PROTARCO. —¿Qué es lo que dices?
SÓCRATES. —No hay nadie que ignore esto.
PROTARCO. —¿Qué?
SÓCRATES. —Que toda mezcla, cualquiera que sea y de cualquier manera que se forme, si no entran en ella la medida y la proporción, es una necesidad que perezcan las cosas de que se compone, y la primera la mezcla misma; porque en este caso no es una mezcla, sino una verdadera confusión, que es de ordinario una desgracia real para todo lo que de ella participa.
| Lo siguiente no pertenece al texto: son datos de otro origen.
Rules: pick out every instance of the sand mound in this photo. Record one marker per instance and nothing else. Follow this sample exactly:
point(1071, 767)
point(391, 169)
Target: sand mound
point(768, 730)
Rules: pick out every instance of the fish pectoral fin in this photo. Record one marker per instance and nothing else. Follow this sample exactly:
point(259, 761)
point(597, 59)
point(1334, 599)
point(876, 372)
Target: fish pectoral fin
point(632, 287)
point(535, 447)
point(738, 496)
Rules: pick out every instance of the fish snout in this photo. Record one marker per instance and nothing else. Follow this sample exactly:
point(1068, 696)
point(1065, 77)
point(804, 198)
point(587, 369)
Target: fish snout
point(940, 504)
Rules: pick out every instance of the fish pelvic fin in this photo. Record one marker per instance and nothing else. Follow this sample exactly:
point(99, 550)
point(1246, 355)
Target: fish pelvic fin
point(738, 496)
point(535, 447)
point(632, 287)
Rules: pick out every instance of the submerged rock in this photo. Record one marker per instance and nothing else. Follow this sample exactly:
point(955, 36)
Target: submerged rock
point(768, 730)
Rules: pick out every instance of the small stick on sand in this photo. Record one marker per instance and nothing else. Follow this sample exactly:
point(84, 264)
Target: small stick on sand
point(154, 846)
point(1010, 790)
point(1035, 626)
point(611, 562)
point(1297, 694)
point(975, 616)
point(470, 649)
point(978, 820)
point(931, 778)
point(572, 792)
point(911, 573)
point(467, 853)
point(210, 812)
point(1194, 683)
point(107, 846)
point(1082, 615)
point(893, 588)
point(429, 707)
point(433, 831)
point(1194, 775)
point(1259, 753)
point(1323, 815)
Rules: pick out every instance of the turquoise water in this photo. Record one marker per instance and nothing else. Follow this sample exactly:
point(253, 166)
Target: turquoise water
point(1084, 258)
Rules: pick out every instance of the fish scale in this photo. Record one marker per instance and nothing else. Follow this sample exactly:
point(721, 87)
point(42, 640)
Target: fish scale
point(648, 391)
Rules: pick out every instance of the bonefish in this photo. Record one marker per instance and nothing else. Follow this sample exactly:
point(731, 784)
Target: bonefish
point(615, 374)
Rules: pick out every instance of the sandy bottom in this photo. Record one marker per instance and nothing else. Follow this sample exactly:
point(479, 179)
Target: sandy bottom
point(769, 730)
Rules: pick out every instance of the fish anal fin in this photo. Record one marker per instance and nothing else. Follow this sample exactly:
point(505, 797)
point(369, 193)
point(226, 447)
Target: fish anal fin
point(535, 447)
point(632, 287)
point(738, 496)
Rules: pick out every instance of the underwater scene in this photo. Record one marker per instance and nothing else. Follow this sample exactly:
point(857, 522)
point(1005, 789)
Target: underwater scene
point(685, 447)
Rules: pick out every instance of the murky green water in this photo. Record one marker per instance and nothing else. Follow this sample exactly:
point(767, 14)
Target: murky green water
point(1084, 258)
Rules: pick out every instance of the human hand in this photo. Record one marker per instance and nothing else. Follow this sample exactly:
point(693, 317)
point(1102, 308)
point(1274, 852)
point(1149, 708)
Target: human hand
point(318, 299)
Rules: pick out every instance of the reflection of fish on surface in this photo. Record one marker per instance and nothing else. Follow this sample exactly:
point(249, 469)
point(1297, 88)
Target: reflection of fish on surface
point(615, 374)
PROTARCO. —Nada más cierto, Sócrates.
SÓCRATES. —La esencia del bien se nos ha escapado, y ha ido a refugiarse en la esencia de lo bello, porque en todo y por todas partes la justa medida y la proporción son una belleza, una virtud.
PROTARCO. —Es cierto.
SÓCRATES. —Pero hemos dicho igualmente que la verdad entraba con ellas en esta mezcla.
PROTARCO. —Ciertamente.
SÓCRATES. —Por consiguiente, si no podemos abarcar el bien bajo una sola idea, lo haremos nuestro bajo tres ideas, a saber: la de la belleza, la de la proporción, la de la verdad, y digamos de estas tres cosas, que forman como una sola, que son la verdadera causa de la excelencia de esta mezcla, y que, siendo buena esta causa, es mediante ella buena la mezcla.
PROTARCO. —Hablas perfectamente.
SÓCRATES. —Cualquiera puede ahora, Protarco, decidir, con relación al placer y a la sabiduría, cuál de los dos tiene más afinidad con el soberano bien, cuál es más digno de estimación a los ojos de los hombres y de los dioses.
PROTARCO. —La cuestión por sí misma se resuelve; sin embargo, será bueno producir la prueba.
SÓCRATES. —En este caso comparemos sucesivamente cada una de aquellas tres cosas con el placer y con la inteligencia, porque es preciso ver a cuál de las dos habremos de atribuir cada una de ellas, como perteneciéndole más de cerca.
PROTARCO. —Hablas sin duda de la belleza, de la verdad y de la medida.
SÓCRATES. —Sí. Fíjate, por lo pronto, en la verdad, Protarco, y fijo en ella, echa una mirada sobre las tres cosas: la inteligencia, la verdad, el placer; y después de haber reflexionado mucho tiempo sobre ellas, respóndete a ti mismo, si el placer tiene más afinidad con la verdad, que la inteligencia.